The piece went on to say cite previous comments from Democratic presidential candidate Hillary Clinton, who spoke positively about the Australian gun buyback program. The program collected more than 650,000 weapons following the 1996 Port Arthur massacre where 35 people were killed by Martin Bryan, a "deranged" Australian man with a semi-automatic rifle. Former President Barack Obama also praised the confiscatory approach when he cited the Australian gun buyback model during a speech in 2015.

Scharfenberg went on to argue that the logic of gun control ultimately lies in "substantially reducing the number of deadly weapons on the street," and that confiscation is "far and away the most effective approach."

Following the Port Arthur mass shooting, the piece said Australia's conservative Prime Minister John Howard acted swiftly by announcing a full slate of gun restrictions, including a "ban on automatic and semi-automatic weapons and shotguns, an extensive registration system, and a 28-day waiting period between getting a permit and buying a gun." The centerpiece of the gun restrictions was a mandatory gun buyback, which also meant the implementation of a temporary tax to finance the government purchase of hundreds of thousands of weapons deemed illegal under the new laws.

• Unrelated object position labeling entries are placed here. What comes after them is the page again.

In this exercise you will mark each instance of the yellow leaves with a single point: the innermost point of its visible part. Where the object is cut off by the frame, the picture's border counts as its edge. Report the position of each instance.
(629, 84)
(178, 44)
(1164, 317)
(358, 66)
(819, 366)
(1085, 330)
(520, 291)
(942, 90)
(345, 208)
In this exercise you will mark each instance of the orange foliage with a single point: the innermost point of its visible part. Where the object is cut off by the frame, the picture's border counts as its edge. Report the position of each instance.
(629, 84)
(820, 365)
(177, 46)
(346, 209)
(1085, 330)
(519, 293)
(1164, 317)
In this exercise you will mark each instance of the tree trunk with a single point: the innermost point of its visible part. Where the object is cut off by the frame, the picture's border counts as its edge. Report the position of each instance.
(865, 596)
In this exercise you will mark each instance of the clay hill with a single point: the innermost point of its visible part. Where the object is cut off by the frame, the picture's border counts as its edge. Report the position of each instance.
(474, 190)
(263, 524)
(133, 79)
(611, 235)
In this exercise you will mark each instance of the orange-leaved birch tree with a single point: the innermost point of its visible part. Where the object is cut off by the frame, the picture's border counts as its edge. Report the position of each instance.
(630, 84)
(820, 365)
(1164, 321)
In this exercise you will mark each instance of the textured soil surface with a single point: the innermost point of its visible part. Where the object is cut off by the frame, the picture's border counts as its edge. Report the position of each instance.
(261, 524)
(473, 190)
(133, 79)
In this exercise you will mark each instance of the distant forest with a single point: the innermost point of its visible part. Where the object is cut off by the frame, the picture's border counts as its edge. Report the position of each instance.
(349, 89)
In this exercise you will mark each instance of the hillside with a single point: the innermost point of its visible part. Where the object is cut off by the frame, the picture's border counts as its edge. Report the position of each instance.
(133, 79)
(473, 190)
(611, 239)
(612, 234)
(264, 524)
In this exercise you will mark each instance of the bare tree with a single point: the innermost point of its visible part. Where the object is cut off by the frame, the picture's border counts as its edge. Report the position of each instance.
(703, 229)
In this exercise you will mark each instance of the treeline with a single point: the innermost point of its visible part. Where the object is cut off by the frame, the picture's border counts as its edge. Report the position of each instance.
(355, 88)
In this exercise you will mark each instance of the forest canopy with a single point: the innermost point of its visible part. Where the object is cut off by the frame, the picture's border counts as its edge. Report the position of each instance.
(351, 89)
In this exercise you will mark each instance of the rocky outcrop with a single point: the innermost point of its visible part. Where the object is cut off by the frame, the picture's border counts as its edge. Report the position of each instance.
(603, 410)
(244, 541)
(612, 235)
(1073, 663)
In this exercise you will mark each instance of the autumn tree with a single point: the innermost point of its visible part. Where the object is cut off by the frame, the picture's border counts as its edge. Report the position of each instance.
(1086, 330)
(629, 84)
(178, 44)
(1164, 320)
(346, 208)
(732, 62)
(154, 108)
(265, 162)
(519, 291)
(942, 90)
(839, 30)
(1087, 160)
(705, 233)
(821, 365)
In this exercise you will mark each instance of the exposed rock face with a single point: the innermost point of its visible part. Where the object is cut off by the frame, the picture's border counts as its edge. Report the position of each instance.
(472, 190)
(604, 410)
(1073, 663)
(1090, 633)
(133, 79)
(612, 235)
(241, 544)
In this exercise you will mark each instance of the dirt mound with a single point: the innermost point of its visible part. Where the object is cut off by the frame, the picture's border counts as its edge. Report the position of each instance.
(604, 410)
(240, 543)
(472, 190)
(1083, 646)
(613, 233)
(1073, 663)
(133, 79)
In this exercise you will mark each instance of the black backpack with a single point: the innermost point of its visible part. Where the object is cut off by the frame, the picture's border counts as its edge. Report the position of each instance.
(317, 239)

Scharfenberg said Howard and others feared violent resistance at first, but said the buyback process went forward peacefully and the country hasn't had a mass shooting–one resulting in the death of five or more people, not including gunman–since the process was implemented. He noted some U.S.-based support for a government mandated gun buyback.

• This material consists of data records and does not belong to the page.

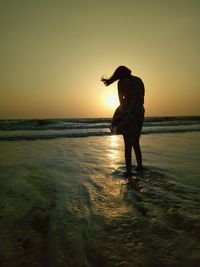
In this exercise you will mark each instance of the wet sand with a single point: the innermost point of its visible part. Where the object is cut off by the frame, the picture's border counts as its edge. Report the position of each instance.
(65, 202)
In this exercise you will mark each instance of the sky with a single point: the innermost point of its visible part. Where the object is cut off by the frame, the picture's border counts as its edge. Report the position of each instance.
(54, 53)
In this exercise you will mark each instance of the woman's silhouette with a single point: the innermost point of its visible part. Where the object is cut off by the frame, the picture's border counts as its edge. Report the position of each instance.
(129, 116)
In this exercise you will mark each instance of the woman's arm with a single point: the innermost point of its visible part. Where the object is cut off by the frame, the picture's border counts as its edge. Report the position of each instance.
(121, 92)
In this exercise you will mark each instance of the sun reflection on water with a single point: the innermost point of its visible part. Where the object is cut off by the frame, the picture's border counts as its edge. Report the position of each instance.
(114, 149)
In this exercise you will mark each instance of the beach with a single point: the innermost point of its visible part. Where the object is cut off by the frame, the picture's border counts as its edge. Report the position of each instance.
(65, 202)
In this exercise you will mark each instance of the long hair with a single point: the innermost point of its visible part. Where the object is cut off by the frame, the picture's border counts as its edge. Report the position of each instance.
(120, 73)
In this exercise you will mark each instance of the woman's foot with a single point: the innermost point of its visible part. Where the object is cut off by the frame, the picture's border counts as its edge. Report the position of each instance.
(140, 169)
(128, 174)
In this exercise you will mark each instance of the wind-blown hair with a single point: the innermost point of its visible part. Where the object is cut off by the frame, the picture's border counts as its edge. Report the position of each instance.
(120, 73)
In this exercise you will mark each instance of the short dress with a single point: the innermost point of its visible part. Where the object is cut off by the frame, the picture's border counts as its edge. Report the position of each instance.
(128, 118)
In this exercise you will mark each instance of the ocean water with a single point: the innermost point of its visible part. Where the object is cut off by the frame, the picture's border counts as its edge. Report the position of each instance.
(71, 128)
(64, 200)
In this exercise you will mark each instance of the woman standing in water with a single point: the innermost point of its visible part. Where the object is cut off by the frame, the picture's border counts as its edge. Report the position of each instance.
(129, 116)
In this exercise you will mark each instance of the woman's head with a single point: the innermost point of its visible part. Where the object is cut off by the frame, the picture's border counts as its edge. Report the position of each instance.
(120, 73)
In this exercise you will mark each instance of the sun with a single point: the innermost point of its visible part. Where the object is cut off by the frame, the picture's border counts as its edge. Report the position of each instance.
(111, 100)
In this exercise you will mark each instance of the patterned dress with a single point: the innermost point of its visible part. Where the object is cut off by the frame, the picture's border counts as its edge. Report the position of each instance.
(129, 116)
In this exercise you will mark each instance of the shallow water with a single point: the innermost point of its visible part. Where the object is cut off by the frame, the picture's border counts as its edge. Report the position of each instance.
(65, 202)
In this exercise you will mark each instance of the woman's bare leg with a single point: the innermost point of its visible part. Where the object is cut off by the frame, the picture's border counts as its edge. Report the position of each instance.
(138, 153)
(127, 152)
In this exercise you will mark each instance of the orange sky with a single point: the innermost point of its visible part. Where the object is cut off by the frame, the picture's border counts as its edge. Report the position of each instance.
(53, 54)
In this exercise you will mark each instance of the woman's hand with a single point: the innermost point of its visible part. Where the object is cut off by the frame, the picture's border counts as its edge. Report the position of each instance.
(105, 81)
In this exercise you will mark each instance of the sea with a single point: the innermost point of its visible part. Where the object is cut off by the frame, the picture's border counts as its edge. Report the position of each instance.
(64, 200)
(73, 128)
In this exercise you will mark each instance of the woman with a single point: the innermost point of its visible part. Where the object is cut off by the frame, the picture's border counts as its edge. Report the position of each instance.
(129, 116)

John Rosenthal, co-founder and chairman of Massachusetts-based Stop Handgun Violence, says it may be time to embrace a mandatory buyback — the relentless tide of mass shootings leaving weary activists with little choice.

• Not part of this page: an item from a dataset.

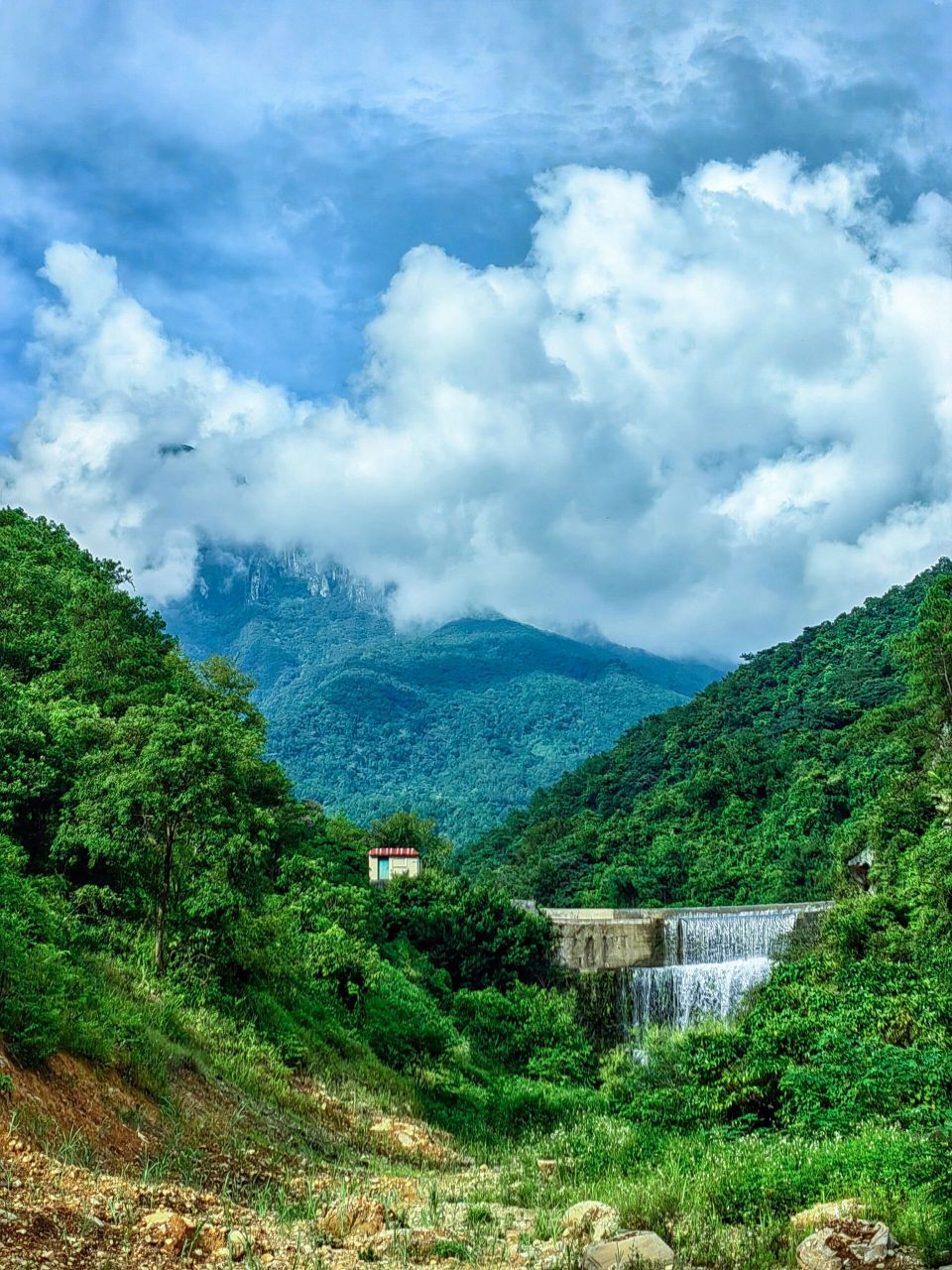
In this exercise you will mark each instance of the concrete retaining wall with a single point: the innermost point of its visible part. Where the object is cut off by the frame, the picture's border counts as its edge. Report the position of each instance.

"I am so struggling right now to find the strength to keep going," he said earlier this week, a day after the Texas church shooting. "And guess what, I have been thinking a lot about Australia. They had that one horrific event, with 35 killed, with an assault weapon. They banned them, they bought them back — and there hasn’t been a mass shooting since."

It’s a model the Aussies themselves have been touting to any Americans who will listen — suggesting it could succeed in the United States with a little political courage, especially on the right.

The piece recognized there was significant opposition to the program in Australia, but the prime minister "felt there was no alternative."

In Australia "many farmers resented being told to surrender weapons they had used safely all of their lives," wrote Howard in the New York Times a few years ago. "Penalizing decent, law-abiding citizens because of the criminal behavior of others seemed unfair. Many of them had been lifelong supporters of my coalition and felt bewildered and betrayed by these new laws. I understood their misgivings. Yet I felt there was no alternative."

Scharfenberg also said there are differences between the United States and Australia and that a gun buyback would be difficult in the United States because the National Rifle Association is more powerful and well-financed compared to Australia's gun lobby. He went on to say that the gun culture in the United States runs deeper than Australia because it is one of the "most important fault lines in American culture" and there is a "fanaticism" among three percent of the population that owns half the guns in circulation.

The piece suggested gun-control advocates, for the time being, focus on proposing something less extreme than confiscation, noting that an operation on the scale of Australia would be "simply unimaginable." To claim one-fifth of American guns, tens of thousands of police officers would have to collect approximately 60 million guns. Instead of confiscation, he pointed to several examples of state lawmakers in California, Washington, Indiana, and Connecticut passing measures to allow "family members to seek court orders seizing guns from disturbed people before they can hurt anybody."

Scharfenberg concluded by saying that in order to prevent further deaths, "there's no way around" confiscating millions of firearms.

"Ultimately, if gun-control advocates really want to stanch the blood, there’s no way around it: They’ll have to persuade more people of the need to confiscate millions of those firearms, as radical as that idea may now seem," he concluded.